There’s a serious point behind it: with 35 per cent of adults in the UK claiming not to read for pleasure, there is a huge group of people for whom books are a closed, er, book. It’s great that tonight might give some of them a chance to discover what they’re missing.

All the same, I can’t help being disappointed when I look at the list of the 20 books that volunteers in the UK will be distributing this evening. Though the genres vary from classic crime fiction in the shape of Agatha Christie’s After the Funeral to John Boyne’s Young Adult Holocaust novel The Boy in the Striped Pyjamas, and from former SAS sergeant Andy McNab’s memoir Today Everything Changes to Sathnam Sanghera’s The Boy with the Topknot, an account of growing up in the Punjabi community in Wolverhampton, there is not a single translated novel to be found on the list. Unlike previous years, all the books are by authors who write in English – most of whom are British, with the odd Irish and American wordsmith thrown in for good measure.

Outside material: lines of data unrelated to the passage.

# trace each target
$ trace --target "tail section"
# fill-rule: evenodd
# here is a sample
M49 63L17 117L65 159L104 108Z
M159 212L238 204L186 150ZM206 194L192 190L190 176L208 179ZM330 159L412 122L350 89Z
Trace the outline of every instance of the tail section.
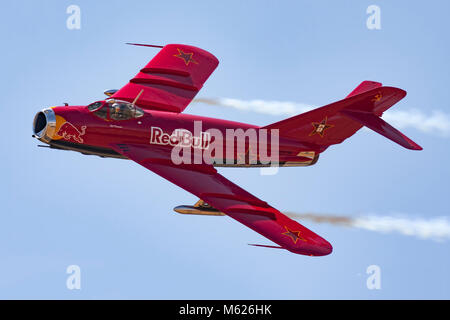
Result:
M359 86L357 86L352 92L350 92L350 94L348 96L346 96L346 98L350 98L353 96L356 96L360 93L364 93L366 91L372 90L372 89L376 89L381 87L382 84L380 82L375 82L375 81L363 81L359 84Z
M380 118L405 95L402 89L364 81L343 100L264 128L279 129L281 137L320 147L341 143L366 126L405 148L421 150L418 144Z
M373 113L353 110L343 110L341 113L407 149L422 150L421 146Z

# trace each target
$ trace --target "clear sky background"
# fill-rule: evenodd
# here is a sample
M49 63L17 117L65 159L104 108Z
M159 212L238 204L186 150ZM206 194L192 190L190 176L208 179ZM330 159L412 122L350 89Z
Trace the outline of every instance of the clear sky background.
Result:
M69 5L81 29L66 27ZM381 30L366 9L381 8ZM227 217L180 216L197 199L126 160L38 148L44 107L120 88L157 49L218 57L200 97L324 105L363 80L408 92L393 110L450 113L448 1L9 1L2 4L0 298L450 298L450 242L305 222L334 252L310 258ZM268 124L281 117L194 104L187 112ZM312 167L220 172L281 211L449 216L450 137L413 128L406 150L371 131ZM301 222L301 221L300 221ZM368 290L366 268L381 268ZM81 268L81 290L66 268Z

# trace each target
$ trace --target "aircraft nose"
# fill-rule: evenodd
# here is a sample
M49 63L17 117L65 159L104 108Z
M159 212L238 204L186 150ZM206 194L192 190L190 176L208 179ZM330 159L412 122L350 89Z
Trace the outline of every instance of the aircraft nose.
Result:
M55 112L48 108L39 111L33 121L33 136L43 142L50 142L56 128Z

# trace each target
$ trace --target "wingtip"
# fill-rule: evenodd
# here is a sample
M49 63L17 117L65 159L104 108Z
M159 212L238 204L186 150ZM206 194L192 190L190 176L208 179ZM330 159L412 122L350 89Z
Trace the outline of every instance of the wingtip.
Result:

It’s a similar story when you look at the US WBN list, although there is one Spanish-language work in the mix: Puerto Rican author Esmeralda Santiago’s Cuando Era Puertorriqueña, which is also being given away in both Spanish and English.

According to the WBN UK website, this year’s selection was arrived at by an ‘expert editorial committee’, which looked for ‘good, enjoyable, highly readable books with strong compelling narratives [and] … a really wide variety as what will inspire one person will turn another off’.

I have no problem with that. I’m with Samuel Johnson in the belief that reading any book is better than reading none. ‘I am always for getting a boy forward in his learning; for that is a sure good,’ wrote the 18th century man of letters. ‘I would let him first read any English book which happens to engage his attention; because you have done a great deal when you have brought him to have entertainment from a book. He’ll get a better book afterwards.’

The one point on which I disagree with both Johnson and the WBN committee is that this has to be an ‘English’ book. If you want to give people a gripping crime novel, why not put a bestselling Jo Nesbo on the list or the latest translated French thriller? If it’s Holocaust fiction you’re after, why not pick from the fine array of German-language novels on the subject or plump for Israeli writer Aharon Appelfeld’s Independent Foreign Fiction Prize-winning Blooms of Darkness – I certainly can’t think of a more intriguing premise than that of a Jewish boy being hidden in a brothel throughout the war.

The problem seems to be that those in charge of World Book Night have got so hung up on the issue of engaging non-readers with books that they have forgotten the world. Perhaps they are afraid that the world itself might prove another obstacle to someone picking a story up.

They could be right. But if they don’t give potential readers the choice, we’ll never know.

Instead, for now, the ‘world’ represented on both sides of the Atlantic this World Book Night will be a very narrow, inward-looking one; a place where the only stories non-readers will be offered are those written in the language they have been speaking all along.